The budget crunch that has caused a backlog in the processing of Soviet citizens seeking to immigrate to the United States has the potential to affect Soviet Jews, although it does not as yet, the State Department said last week.
Department spokesman Charles Redman said the problem exists at the U.S. Embassy in Moscow, where the Immigration and Naturalization Service does not have enough personnel to handle the flood of applicants that have been streaming in since last summer. Only about 5 percent of these applicants are Jews. The bulk of the applicants are Armenians, Redman said.
Most Jewish emigrants leave the Soviet Union on Israeli visas and go to Vienna.
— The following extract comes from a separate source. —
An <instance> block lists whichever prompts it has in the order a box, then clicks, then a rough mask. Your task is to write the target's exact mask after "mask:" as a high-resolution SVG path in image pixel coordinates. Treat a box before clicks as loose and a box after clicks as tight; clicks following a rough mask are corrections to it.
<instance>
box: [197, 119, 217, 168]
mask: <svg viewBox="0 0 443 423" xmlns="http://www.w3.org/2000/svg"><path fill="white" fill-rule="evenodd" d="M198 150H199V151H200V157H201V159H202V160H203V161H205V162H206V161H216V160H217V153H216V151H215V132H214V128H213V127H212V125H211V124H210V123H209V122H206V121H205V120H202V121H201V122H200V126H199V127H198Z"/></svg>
From there the majority go on to Rome, where they apply to enter the United States on refugee status.
The problem in Moscow is a result of the Reagan administration’s success in pressing the Soviet Union to increase emigration, Redman said.
“We have seen during the past year a positive Soviet response to our call for increasing numbers being permitted to emigrate,” he said.
“This welcome development has meant that our embassy in Moscow processed six times as many emigrants from the Soviet Union in fiscal ’88 as it had the year before.”
NOT YET A PROBLEM IN ROME
The State Department official explained that for the 1989 fiscal year, which began Oct. 1, the INS has been given funds for enough personnel to interview 4,000 applicants in Moscow and 12,500 in Rome.
The problem began last July 1, when the embassy in Moscow stopped issuing visas because of the budgetary constraints, stranding about 3,000 people.
Redman said that about half of these have since been granted visas through private means, and the remaining 1,500 have been processed under the 1989 budget.
This has exhausted the number that can be interviewed during the first quarter of the fiscal year. Redman said processing will resume in January for the applicants who have been streaming into the embassy at the rate of 2,000 a month since July.
He urged persons seeking visas to the United States in Moscow not to sell their homes or other possessions until they have a visa.
The problem does not exist yet in Rome, where 2,400 persons arrived from the Soviet Union in October, Redman said.
He said if this rate continues it “may result in some delays in Rome as well.”
The State Department official ruled out a suggestion that any potential problem in Rome could be solved if the United States would agree to Israel’s demands that Jews with Israeli visas be forced to go to Israel by way of Romania.
He reiterated that the United States supports “freedom of choice” for the emigrants.
Redman also stressed that despite the financial problems associated with processing immigrants, the United States is continuing its demand that the Soviet Union allow all those who want to emigrate to do so.